By Staff Sgt. Lindsey Maurice, 12th Flying Training Wing Public Affairs

RANDOLPH AIR FORCE BASE (AETCNS) Feb 22 06 - He stood silent, captivated by the hundreds of images on the wall before him. The memories of one of the most pivotal times in his life and American military history surfaced with every square foot.

The sepia images of pilots, navigators, bombardiers, maintenance crews and support personnel are displayed on the mural that runs the length of the hallway at the 99th Flying Training Squadron. It tells the story of the Tuskegee Airmen, a name hundreds of African-American men and women proudly carry.

One of these men is San Antonio native John Miles. Now 83 years old, Mr. Miles remembers when he was in his 20s as if it were yesterday. He had his whole life ahead of him when he left home for the aircraft mechanic journeyman rating school near Tuskegee, Ala., shortly after graduating high school.

“I had other interests at that time like playing sports,” Mr. Miles said. He had several sports-related college scholarships. But he had another calling. “As soon as I heard about Tuskegee I knew it was what I wanted to do,” he said. “I really wanted to learn a trade and work with my hands. It sounded like a once-in-a-lifetime opportunity so I jumped on the chance.”

The Tuskegee training base was relatively new when he arrived there. Before 1940, African-Americans were not allowed to fly in the U.S. military. After much deliberation, the Army Air Corps launched the “Tuskegee Experiment” in 1940, designed to test the ability of African-Americans to fly and maintain combat aircraft.

The Army Air Corps selected Tuskegee Institute as its hub because of its dedication to aeronautical training. It had the amenities, engineering and technical instructors and the right climate for year-round flying. It was the perfect place to become the center for African-American aviation. But the institute was by no means easy for those willing to try.

“Tuskegee was hard work,” Mr. Miles said. “We trained hard and we worked hard. But we knew what we were doing meant something. We were paving the way for future generations.”

Having to deal with racist people at that time added to the already stressful days. “We dealt with protestors outside the base every day, There were a lot of angry people who were against Tuskegee. They didn’t accept us and they made it clear every day. But we went on with life just the same. In the end we had the last say.”

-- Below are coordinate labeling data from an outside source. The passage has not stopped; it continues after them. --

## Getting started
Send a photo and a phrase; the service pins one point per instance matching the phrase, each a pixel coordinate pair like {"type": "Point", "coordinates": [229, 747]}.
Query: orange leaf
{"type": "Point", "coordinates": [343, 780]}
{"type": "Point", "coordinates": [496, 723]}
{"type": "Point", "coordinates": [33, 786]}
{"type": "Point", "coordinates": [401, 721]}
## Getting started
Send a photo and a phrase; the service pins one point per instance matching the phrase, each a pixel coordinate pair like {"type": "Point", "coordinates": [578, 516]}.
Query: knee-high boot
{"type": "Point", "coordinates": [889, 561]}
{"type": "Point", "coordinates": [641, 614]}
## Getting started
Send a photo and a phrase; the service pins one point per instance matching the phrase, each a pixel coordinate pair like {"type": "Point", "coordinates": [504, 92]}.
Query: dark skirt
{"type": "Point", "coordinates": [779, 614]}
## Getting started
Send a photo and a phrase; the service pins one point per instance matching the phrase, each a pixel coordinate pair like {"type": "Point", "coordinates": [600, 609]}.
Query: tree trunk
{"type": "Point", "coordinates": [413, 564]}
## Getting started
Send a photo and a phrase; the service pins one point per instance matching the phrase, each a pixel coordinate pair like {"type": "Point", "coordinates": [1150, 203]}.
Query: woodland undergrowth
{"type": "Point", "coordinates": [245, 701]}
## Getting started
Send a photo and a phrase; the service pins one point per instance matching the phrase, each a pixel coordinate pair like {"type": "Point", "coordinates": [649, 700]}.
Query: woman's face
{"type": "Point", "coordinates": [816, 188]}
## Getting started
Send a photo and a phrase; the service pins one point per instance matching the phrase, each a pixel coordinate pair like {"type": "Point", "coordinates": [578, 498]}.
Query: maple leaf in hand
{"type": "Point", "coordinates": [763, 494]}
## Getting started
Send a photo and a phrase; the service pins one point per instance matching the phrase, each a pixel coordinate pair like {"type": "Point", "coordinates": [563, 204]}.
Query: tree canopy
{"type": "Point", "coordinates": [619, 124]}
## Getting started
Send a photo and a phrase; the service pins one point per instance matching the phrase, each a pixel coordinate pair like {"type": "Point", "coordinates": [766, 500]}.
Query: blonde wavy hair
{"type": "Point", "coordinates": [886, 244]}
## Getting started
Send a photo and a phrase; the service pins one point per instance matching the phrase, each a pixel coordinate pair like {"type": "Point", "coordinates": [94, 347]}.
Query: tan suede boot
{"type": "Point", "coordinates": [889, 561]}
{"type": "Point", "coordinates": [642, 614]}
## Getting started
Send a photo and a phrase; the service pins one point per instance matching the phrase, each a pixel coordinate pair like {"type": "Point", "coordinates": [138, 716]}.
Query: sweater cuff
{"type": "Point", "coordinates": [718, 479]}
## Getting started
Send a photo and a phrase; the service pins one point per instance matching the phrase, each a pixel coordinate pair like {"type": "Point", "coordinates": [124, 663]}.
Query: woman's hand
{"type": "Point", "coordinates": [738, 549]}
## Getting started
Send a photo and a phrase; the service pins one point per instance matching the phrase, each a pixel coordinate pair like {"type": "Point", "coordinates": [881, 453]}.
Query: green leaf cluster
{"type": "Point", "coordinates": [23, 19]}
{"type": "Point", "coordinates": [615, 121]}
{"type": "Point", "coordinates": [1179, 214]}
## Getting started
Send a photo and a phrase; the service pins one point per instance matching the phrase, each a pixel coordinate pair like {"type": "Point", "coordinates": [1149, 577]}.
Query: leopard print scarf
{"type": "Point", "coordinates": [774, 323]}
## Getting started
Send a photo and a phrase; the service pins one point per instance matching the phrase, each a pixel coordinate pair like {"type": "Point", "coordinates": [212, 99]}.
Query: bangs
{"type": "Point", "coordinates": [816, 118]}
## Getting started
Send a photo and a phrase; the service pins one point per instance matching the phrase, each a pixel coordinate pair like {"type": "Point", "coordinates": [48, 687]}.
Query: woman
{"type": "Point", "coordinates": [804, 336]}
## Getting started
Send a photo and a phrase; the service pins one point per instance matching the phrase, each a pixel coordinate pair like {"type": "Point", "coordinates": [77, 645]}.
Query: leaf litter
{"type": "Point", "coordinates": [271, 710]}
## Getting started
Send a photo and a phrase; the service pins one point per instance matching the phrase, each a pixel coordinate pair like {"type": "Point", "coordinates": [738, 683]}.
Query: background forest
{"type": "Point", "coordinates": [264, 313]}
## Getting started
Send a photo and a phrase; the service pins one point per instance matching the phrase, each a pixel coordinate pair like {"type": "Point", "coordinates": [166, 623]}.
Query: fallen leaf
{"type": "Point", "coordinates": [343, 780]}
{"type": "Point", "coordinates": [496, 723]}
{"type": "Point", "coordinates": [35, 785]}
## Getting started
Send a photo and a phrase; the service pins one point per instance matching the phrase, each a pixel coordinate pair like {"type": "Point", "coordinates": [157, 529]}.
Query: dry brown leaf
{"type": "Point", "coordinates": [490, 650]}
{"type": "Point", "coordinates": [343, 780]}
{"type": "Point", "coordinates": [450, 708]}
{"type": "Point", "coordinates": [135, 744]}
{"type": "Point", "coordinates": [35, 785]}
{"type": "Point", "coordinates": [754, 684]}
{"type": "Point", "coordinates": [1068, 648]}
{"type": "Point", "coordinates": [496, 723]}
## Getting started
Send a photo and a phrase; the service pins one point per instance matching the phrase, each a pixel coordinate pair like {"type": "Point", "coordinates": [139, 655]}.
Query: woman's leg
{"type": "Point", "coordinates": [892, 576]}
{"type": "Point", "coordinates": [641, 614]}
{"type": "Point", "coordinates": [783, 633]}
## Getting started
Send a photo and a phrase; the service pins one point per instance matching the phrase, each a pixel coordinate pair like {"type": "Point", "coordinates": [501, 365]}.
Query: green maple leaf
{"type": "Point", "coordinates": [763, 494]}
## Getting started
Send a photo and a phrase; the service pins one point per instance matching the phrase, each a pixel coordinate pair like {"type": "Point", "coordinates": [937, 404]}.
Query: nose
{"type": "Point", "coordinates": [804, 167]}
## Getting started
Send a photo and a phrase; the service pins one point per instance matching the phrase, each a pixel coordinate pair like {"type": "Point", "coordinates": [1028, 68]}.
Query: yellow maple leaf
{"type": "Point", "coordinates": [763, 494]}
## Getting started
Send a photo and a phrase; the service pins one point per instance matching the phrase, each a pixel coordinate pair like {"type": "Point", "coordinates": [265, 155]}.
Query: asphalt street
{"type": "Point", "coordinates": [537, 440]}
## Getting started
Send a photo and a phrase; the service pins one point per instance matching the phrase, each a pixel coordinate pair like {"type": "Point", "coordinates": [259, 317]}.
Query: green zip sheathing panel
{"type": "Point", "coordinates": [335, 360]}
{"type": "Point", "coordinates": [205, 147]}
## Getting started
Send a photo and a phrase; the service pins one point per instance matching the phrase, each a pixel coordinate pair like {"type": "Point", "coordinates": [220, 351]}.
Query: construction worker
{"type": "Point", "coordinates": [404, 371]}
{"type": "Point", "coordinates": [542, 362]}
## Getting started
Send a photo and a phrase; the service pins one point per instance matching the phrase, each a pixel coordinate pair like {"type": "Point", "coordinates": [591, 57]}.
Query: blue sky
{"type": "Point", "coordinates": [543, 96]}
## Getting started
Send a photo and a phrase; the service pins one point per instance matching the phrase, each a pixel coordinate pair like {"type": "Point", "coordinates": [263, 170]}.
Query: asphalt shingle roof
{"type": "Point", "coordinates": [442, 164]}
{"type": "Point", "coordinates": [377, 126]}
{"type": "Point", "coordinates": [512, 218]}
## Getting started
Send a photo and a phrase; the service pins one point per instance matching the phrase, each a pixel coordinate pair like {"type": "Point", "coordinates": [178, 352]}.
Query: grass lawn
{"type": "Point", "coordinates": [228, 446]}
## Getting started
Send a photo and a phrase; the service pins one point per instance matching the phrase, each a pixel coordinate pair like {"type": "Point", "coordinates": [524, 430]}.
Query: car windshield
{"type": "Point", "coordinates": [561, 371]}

Miles spent several years training and working at Tuskegee as an aircraft mechanic before taking a civil service job at Kelly Field in 1945. He said he was excited to return to San Antonio, but he would never forget his time spent at Tuskegee. “I have so many memories,” he said. “I remember seeing (the 99th Pursuit Squadron) deploy to Italy for the war. I remember the birth of my son. I remember all the great people I met there. It is definitely a time I’ll never forget.”

Working as an aircraft mechanic at Kelly for 26 years and retiring with 30 years of civil service, he had serviced everything from the P-51 Mustang to the C-5A Galaxy. Aside from his role in the integration of African-Americans into military aviation, Mr. Miles also helped with integration into America’s favorite pastime — baseball.

While he had always had a passion for the sport, he didn’t really start playing until he came to Kelly. While he was playing for the base team, the Kelly Field Brown Bombers, a Negro Baseball League scout saw him. He was immediately signed to the Chicago American Giants, earning $300 a month plus per diem. “Here they wanted to pay me to do something I love,” he said. “You can’t beat that.”

Since he was still working at Kelly at the time, he received special permission and used his personal time during the next four summers traveling and playing games seven days a week and twice on Sundays. “It was definitely hard work. We traveled all over the U.S. living out of a bus. But it was worth it just to be able to play,” he reminisced.

Miles hit 27 home runs in 1948, his second year in the league, to be among the league’s top hitters. The next year he led the Chicago American Giants to the second half Negro American League title. He also played with many baseball greats including Jackie Robinson, who went on to become the first African-American to play in Major League Baseball.

In 1951, he ended his professional baseball career in the minors playing with the Laredo Apaches of the Gulf Coast League - the only black player on the team. “It was difficult sometimes being the only black man,” he remembered. “I couldn’t stay in the same hotels or eat in restaurants with them, but I knew I was just as good a player as any other and I loved being on that field.” He went on to coach and manage local baseball and basketball teams over the next eight years.

He completed a law enforcement course at San Antonio Junior College and became a commissioned officer. He also became an international, free-lance photographer in 1991.

With so many life experiences behind him, Mr. Miles now spends his days educating today’s youth about the importance of working hard and following dreams. “The main thing I try and stress are three A’s — Attitude… Attend… and Apply,” he said. “If children can do that, they can do anything they set their mind to.”

Mr. Miles is the widower of Bernice Miles, father of six children and grandfather of 28. His children are all college graduates.